Now set the index of NYC to be the borough names using `set_index` function of a data frame. Make sure to update the data frame.

In [None]:
#### Your code here


<p><a name="IO"></a></p>
## I/O tools

- Pandas has a number of functions for reading tabular data as a data frame object.

In [None]:
!cat foo.csv

In [None]:
!type foo.csv # Windows user

In [None]:
pd.read_csv('foo.csv')

- In some cases, there is no header in the file. By setting `header = None`, the column names will be filled with incremental numbers.

In [None]:
!cat foo_noheader.csv

In [None]:
my_df=pd.read_csv('foo_noheader.csv', header = None)
my_df

- The column names may then be set, as follows:

In [None]:
my_df.columns=['a', 'b', 'c', 'd', 'message']
my_df

- Another way is to pass the column names (as a list of strings) to the `names` parameter in `read_csv`.  
- Note the parameter is called "names" instead of "columns".

In [None]:
# Set the names manually
pd.read_csv('foo_noheader.csv', 
             names=['a', 'b', 'c', 'd', 'message'])

- Importing files has been covered. This exercise demonstrates file exporting.

**Exercise 2** 

- Write the data frame, `NYC`, to a file, NYC.csv. The function `to_csv` is useful for this task.
- Now load 'NYC.csv' to a data frame named NYC2.

In [None]:
#### Your code here
NYC.to_csv('NYC.csv')

In [None]:
NYC

In [None]:
!cat NYC.csv

In [None]:
NYC2=pd.read_csv('NYC.csv', index_col=0) # use the first column as index
NYC2

<p><a name="DM"></a></p>
# Data Manipulation in Pandas

- Like numpy, pandas defines many broadcast operations, as well as numerous methods of manipulating data.

<p><a name="concat"></a></p>
### concat
Pandas DataFrames can be expanded in both directions. First create two data frames.

In [None]:
df1 = pd.DataFrame(np.arange(9).reshape((3, 3)), 
                   columns=['a', 'b', 'c'],
                   index=['one', 'two', 'three'])
df2 = pd.DataFrame(np.arange(6).reshape((3, 2)), 
                   columns=['d','e'],
                   index=['three', 'two','one'])
df1

In [None]:
df2

- Since the two data frames have the same number of rows, it is natural to combine them "horizontally".  
- Note the concatenation takes place on the name of the index and not the order.

In [None]:
pd.concat([df1, df2], axis = 1)

- The argument "axis = 1" means expanding along the column indices.
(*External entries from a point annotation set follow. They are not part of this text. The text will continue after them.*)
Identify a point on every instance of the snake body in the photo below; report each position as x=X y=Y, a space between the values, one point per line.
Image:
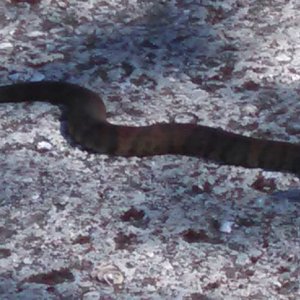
x=87 y=124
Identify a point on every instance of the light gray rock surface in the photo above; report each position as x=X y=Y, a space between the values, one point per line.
x=75 y=225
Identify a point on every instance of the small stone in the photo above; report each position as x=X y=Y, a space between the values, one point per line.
x=93 y=295
x=44 y=146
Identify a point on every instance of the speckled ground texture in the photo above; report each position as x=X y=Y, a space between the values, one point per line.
x=75 y=225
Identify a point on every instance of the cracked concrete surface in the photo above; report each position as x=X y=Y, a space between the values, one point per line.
x=75 y=225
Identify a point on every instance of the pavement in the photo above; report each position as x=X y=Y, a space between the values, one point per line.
x=76 y=225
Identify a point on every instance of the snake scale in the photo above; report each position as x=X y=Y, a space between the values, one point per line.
x=87 y=124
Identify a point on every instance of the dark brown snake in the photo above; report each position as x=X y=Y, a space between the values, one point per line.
x=88 y=126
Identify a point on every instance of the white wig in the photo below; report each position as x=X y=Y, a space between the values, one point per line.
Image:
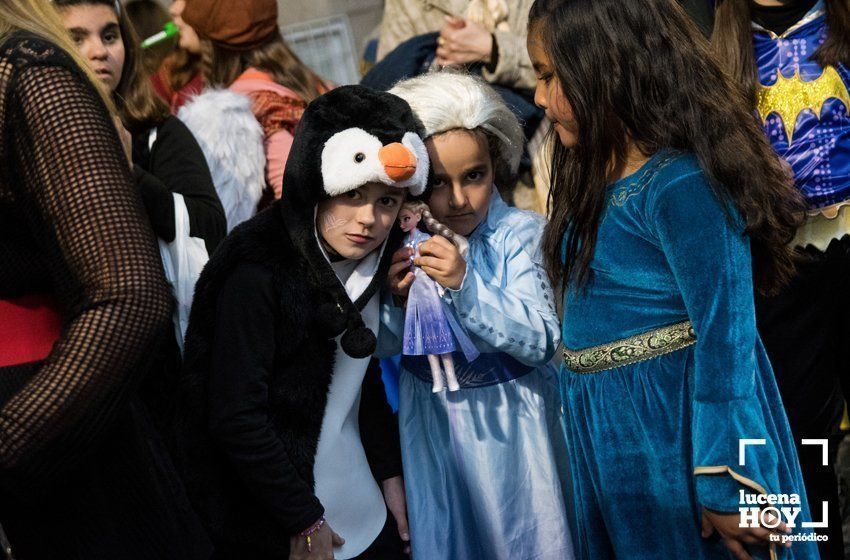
x=451 y=100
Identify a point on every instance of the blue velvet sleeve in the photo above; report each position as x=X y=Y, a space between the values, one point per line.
x=709 y=256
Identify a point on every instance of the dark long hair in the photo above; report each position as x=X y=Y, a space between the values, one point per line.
x=732 y=39
x=138 y=105
x=642 y=71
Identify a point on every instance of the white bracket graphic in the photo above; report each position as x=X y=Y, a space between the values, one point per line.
x=824 y=443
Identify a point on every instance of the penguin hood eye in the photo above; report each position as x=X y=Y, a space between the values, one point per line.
x=350 y=160
x=353 y=157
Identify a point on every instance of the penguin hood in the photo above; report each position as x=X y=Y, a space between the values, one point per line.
x=346 y=138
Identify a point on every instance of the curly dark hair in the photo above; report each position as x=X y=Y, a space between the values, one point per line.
x=642 y=72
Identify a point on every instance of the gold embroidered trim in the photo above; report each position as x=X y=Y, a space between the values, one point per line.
x=741 y=479
x=630 y=350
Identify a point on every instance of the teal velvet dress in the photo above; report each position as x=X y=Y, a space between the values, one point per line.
x=652 y=442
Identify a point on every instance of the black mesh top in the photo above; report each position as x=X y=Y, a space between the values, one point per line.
x=82 y=473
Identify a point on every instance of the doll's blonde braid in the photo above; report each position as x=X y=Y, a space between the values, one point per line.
x=441 y=229
x=437 y=227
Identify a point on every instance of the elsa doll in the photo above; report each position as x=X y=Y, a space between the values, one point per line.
x=428 y=329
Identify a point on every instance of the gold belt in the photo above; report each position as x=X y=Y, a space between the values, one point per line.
x=631 y=350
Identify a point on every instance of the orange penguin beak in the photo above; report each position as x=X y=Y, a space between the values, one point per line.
x=398 y=161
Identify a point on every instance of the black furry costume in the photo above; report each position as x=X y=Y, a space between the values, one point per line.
x=258 y=499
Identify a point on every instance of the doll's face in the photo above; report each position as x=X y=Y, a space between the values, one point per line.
x=463 y=179
x=355 y=223
x=408 y=220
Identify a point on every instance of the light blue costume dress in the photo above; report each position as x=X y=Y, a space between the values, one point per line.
x=485 y=467
x=639 y=434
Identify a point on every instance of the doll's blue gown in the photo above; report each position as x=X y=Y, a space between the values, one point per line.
x=639 y=434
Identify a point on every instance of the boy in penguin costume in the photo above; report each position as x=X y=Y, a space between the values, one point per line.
x=285 y=437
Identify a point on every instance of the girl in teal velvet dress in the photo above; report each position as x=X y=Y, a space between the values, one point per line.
x=662 y=188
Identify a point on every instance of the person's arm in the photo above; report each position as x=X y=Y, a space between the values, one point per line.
x=512 y=65
x=177 y=165
x=242 y=361
x=77 y=195
x=710 y=260
x=515 y=314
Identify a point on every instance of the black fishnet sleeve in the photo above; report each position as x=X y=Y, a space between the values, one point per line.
x=76 y=193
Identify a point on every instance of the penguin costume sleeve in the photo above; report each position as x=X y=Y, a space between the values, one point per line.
x=274 y=335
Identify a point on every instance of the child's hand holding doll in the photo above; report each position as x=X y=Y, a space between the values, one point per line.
x=441 y=260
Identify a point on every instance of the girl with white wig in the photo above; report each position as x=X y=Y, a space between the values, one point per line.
x=485 y=466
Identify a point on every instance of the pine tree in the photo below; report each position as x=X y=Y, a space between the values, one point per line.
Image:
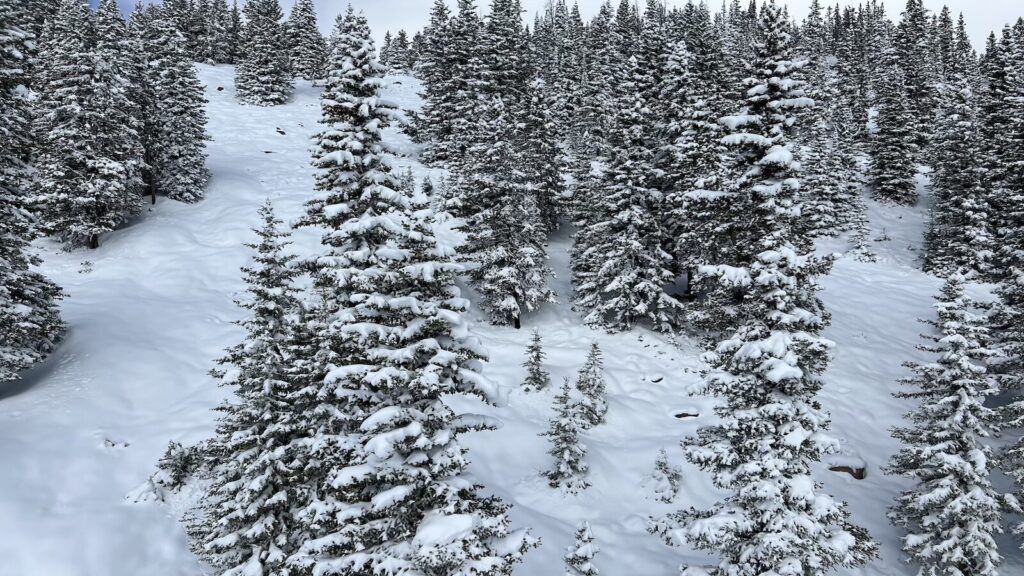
x=179 y=156
x=580 y=557
x=307 y=49
x=232 y=35
x=541 y=136
x=262 y=76
x=29 y=316
x=249 y=525
x=768 y=371
x=690 y=157
x=537 y=377
x=569 y=469
x=590 y=382
x=666 y=479
x=392 y=345
x=620 y=264
x=117 y=68
x=505 y=231
x=894 y=149
x=960 y=237
x=84 y=186
x=953 y=512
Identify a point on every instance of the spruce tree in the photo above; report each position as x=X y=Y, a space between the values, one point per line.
x=894 y=148
x=117 y=68
x=307 y=49
x=590 y=382
x=29 y=316
x=580 y=557
x=178 y=160
x=84 y=182
x=390 y=471
x=768 y=371
x=953 y=512
x=569 y=469
x=262 y=76
x=960 y=235
x=666 y=479
x=620 y=264
x=541 y=137
x=505 y=231
x=249 y=524
x=537 y=377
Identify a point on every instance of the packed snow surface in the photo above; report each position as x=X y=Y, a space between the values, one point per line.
x=153 y=307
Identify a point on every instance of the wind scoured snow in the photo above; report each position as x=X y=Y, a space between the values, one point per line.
x=86 y=428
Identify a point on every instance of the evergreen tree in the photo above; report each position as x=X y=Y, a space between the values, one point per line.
x=232 y=34
x=84 y=186
x=768 y=372
x=590 y=382
x=117 y=69
x=29 y=316
x=953 y=512
x=249 y=525
x=960 y=237
x=179 y=156
x=307 y=49
x=620 y=262
x=391 y=471
x=894 y=149
x=666 y=479
x=537 y=377
x=262 y=76
x=505 y=232
x=541 y=136
x=569 y=469
x=580 y=557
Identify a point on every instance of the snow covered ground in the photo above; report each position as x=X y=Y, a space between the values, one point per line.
x=153 y=309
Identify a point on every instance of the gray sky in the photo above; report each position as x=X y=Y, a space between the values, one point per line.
x=982 y=15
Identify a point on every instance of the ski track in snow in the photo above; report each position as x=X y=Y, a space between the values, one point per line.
x=147 y=322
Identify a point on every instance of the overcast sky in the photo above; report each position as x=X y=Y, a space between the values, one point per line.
x=982 y=15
Setting "axis = 0" will combine two data frames with same number of columns vertically. 

- Now changing the name of row 'one' to One' gives it a different index.  In this case the concatenation will use all the rows, filling in missing values with NaN.

In [None]:
df1 = pd.DataFrame(np.arange(9).reshape((3, 3)), 
                   columns=['a', 'b', 'c'],
                   index=['One', 'two', 'three'])
df2 = pd.DataFrame(np.arange(6).reshape((3, 2)), 
                   columns=['d','e'],
                   index=['three', 'two','one'])
print(df1,'\n\n',df2)

In [None]:
pd.concat([df1, df2], axis = 1)

- To include only the shared rows, set the join parameter to 'inner', as following:

In [None]:
pd.concat([df1, df2], axis = 1, join='inner')

**Exercise 3**

In the iPython notebook, create the data frame below.  Observe that this is a data frame with new features.  

There are three new features:

- **high_point** is the location of highest elevation 
- **geography** indicates if the borough is an island, on an island, or mainland
- **inception** indicates the year of incorporation into the City of New York

Combine 'new_features' with the old NYC data frame to make a new data frame named 'NYC3'.

In [None]:
new_features = pd.DataFrame({'high_point': ['Battle Hill', 'Chapel Farm', 'North Glen Oaks', 'Bennett Park','Todt Hill'],\
                            'geography':['on island','on mainland','on island','is an island','is an island'],\
                           'inception':['1634','1898','1683','1624','1683']},\
                            index=['Brooklyn', 'Bronx', 'Queens', 'Manhattan',"Staten Island"])
new_features

In [None]:
#### Your code here


<p><a name="sort"></a></p>
### sort
- It is possible to order the rows of data frames using `sort_values()`.  This object method takes a column name as an argument.
- It is used on the new_features data frame to order by date of inception, as follows:


In [None]:
new_features.sort_values('inception')

By default the sort is done in ascending order.  To apply the sort in decending order, set the `ascending` parameter to `False`.

In [None]:
new_features.sort_values('inception',ascending=False)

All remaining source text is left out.